Our country is also experiencing a spiritual change as it moves out of the churches and into the idea of individual spirituality. Recently I was reading How Christianity Changed the World by Alvin Schmidt. Schmidt does an excellent job of demonstrating how Christianity has changed things over the centuries, but almost everything that Christianity has changed, it seems to me, is beginning to be reversed. If this is the case, we in America will no doubt be seeing an increase in the satanic as people continue to search for spirituality apart from Jesus and the Church.
What can readers hope to gain from the information found in your book?
By looking at the situation in Madagascar, the reader is able to focus on a different culture and witness how Christianity, specifically Lutheranism, is bringing the Gospel message of life and salvation to a people who are following demons disguised as ancestors and spirits. In the interviews, the readers will discover that the people are now thoroughly Lutheran in their theology. If the book were to stop there it would be worth reading, but it does not stop there. The book continues to review all of the Gospel accounts of Jesus’ and the Apostles’ interaction with Satan and his demons.

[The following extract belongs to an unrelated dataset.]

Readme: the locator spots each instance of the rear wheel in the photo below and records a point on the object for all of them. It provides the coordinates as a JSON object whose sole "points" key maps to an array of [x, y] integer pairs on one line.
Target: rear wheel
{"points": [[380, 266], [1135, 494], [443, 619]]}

The book then goes on to learn from Lutheran theologians such as Martin Luther, C. F. W. Walther, and modern-day theologians. Throughout the book, comparisons are made between American life and the life of those in Madagascar. Soon the reader comes to the understanding that the book is more about them than it is about their brothers and sisters in a far away land.
How do you hope this book will benefit the Church?
As Lutherans, we have the great gift of knowing Jesus and the power of His name. We understand that Jesus, through the Holy Spirit, has promised to act when His Word is proclaimed. Exorcism for us should be much like the proclamation of Absolution. Pastors and laity speaking the Word while trusting that Jesus is the One who is acting to bring freedom, release, forgiveness, and life to the baptized children of God. The problem we have faced in our Church is that we fail to recognize the continued work of Satan and his demons in our midst. It is my hope that this book opens up a conversation and leads the Church to speak boldly the command of Jesus to those who have been mislead by the ways of Satan.